ESPN The Magazine is well placed to test these waters. Rabid sports fans have bottomless appetites for sports info and the universe of data, jargon, and inside jokes surrounding it. (I write this as one sufficiently removed from sports to find much of ESPN's lingua franca to be decipherable only by native speakers.) The Insider has 350,000 paying subscribers, say executives familiar with the figures, and its parent site ESPN.com remains free. "There is an audience that just loves games" and flits on and off sports sites only to grab scores, says ESPN.com Editor-in-Chief Rob King. But others "love the in-between stuff—the predictive stuff that helps them be smarter fans." They're the people the company is banking on. It also helps that many like to wager on sports, though ESPN doesn't say so: When information can be translated into currency, people pay for it. Insider's most popular features include data, tools, and deep-dig analyses geared to fantasy-league players and other stat geeks, and "Rumor Central," which gathers and comments on sports tidbits from other media, such as newspapers and local call-in radio shows.

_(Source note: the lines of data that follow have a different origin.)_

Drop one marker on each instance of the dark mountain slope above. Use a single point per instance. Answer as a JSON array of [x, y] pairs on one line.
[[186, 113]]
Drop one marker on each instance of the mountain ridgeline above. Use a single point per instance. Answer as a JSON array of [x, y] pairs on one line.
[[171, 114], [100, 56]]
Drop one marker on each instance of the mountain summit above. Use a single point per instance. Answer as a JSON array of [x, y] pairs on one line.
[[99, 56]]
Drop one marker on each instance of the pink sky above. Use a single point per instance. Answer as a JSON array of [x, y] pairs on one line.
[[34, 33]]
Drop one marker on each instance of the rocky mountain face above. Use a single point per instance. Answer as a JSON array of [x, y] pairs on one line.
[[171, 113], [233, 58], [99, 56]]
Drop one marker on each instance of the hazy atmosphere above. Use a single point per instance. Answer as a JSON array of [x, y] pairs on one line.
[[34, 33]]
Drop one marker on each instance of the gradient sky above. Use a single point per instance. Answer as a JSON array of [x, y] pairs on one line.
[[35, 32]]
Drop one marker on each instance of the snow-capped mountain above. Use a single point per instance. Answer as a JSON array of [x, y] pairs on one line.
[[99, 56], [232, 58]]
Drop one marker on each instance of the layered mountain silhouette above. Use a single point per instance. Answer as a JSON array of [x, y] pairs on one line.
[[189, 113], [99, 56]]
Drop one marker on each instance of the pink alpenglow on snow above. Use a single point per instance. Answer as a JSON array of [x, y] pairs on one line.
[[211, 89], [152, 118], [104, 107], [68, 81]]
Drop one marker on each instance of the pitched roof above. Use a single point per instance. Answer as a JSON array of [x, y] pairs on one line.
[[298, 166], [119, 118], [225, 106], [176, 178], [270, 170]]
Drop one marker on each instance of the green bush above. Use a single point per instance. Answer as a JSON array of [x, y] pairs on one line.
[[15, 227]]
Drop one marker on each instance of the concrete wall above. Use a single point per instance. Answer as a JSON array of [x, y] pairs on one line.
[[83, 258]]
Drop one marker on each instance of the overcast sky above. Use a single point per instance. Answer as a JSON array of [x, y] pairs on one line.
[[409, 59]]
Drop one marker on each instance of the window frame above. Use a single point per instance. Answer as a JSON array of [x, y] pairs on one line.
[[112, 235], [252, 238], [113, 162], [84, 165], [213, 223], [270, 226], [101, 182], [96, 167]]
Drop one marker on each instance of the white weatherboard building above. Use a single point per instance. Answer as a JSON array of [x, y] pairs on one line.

The magazine's move comes as paper-based media reel from both a brutal print-ad environment and an increasingly disappointing online ad environment, factors that made the first three months of this year the worst quarter since . . . well, pretty much ever. Time Inc., the largest U.S. magazine company, notched a 30% ad revenue decline in the first three months of '08. (Ad pages at ESPN The Magazine fell 31.8% in the same time frame.) Key media chieftains, including News Corp. (NWS) Chairman Rupert Murdoch and Time Warner (TWX) CEO Jeffrey Bewkes, both publicly discussed in May the need to extract some fees from online users. Newspaper executives quietly met in Chicago in late May to brainstorm such strategies as well.
Still, ESPN Publishing's general manager, Gary Hoenig, is frustrated by what he sees as other executives' tentativeness. "Why is it, in this business, we are apologetic when asking [consumers] to pay for what we give them online?" he asks. "It's not like people in the milk business who think 'we should give it away for free—we can make money on the cartons.'" (Disclosures: I worked for Hoenig, who remains a friend, at my first real job. My brother is an editor at ESPN The Magazine, but I have not discussed any aspect of this column with him.)
Many details of the revamped Insider service remain undecided or under wraps. The changes will include testing features to see which work best in compelling visitors to pay. It's also uncertain how the move will affect ad rates on the site. Hoenig does make clear that the key driver of the strategy is a desire to reduce the 2.1 million-circulation magazine's dependence on ads. But he also outlines a case that a subscribing customer is more valuable to marketers than one who hops from one free site to another. "There is too much content" for advertisers to monetize, he says. "But there is an audience that is staying here and going to stay engaged."
How will this play with advertisers? Uncertain. Something like ESPN Insider is "an attractive environment for advertisers," says Michael Hayes, executive vice-president for digital at media-buying agency Initiative, which buys ads for the likes of MillerCoors and Home Depot (HD). But, he warns, it's not a sure thing that an obsessive fan's focus on ESPN Insider also means "there is more engagement with advertising." That's a debate that ESPN will presumably take up later, should it persuade more readers to pay up online.